Habe ich dir eigentlich schon erzählt, wo die Geschichte richtig spannend wird?
Eines Tages fällt Annas Mutter vor ihrem Haus um. Also sie ist betrunken, um das mal deutlich zu sagen. Und Max findet sie. Er weiß, dass die Frau in seinem Haus wohnt und bringt sie nach oben. Da trifft er dann Anna und hilft ihr die Mutter ins Bett zu legen. Danach will er nicht mehr gehen. Irgendwie ist es zwischen den beiden leicht, obwohl sie sich sonst mit anderen Menschen so schwer tun. Und weil sie beide ihr Leben nicht prickelnd finden, beschließen sie abzuhauen, raus aus der DDR – über Polen, Ungarn, übers Meer und dann irgendwie nach Italien oder Holland. Da sind sie sich noch nicht einig. Von Italien hat Anna einfach noch keine richtige Vorstellung. Und so beginnt ihr abenteuerlicher Roadtrip. Unterwegs erleben Anna und Max allerhand Skurriles, was auch an ein dunkles Märchen erinnert: Sie müssen sich aus Gefangenschaft befreien, durch einen Wald irren, überlegen, in welchem Haus sie sicher sind… Dabei erleben sie neue Gefühle von Zuneigung, Freundschaft und Liebe.
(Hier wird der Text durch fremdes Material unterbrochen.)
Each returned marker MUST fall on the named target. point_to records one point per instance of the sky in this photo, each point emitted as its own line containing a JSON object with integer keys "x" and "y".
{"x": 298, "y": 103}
Habe ich dir eigentlich schon erzählt, warum ich das Buch mag?
Erzählt wird die Geschichte das ganze Buch über aus den zwei Perspektiven von Anna und Max. Immer abwechselnd erfahren wir, was die beiden denken und dabei erleben wir viele Szenen unterschiedlich bzw. mit den verschiedenen Eindrücken der beiden. Was auch ziemlich lustig rüberkommt.
Sibylle Berg verwendet einen pointierten Witz, eine freche und schlagfertige Sprache, sie ist bissig und das gefällt mir, weil es auch einfach herrlich zu den beiden Teenies passt. Und dann tauchen dort so Sätze auf wie:
„Mittelgebirge ist, wenn ein Gebirge zu feige ist zu wachsen, aber auch zu feige, um eine Ebene zu sein.“ (Max, S. 39)
„Es gibt diesen Wettbewerb, wer baut das schrecklichste Gebäude. Auf die Art ist der Palast der Republik in Berlin entstanden (…).“ (Anna, S. 41)
Anna betrachtet eine Frau und denkt: „Sie wirkt sehr vertrocknet, wie eine Art Gemüse. Also, Gemüse im DDR-Gemüseladen.“ (S. 70f.)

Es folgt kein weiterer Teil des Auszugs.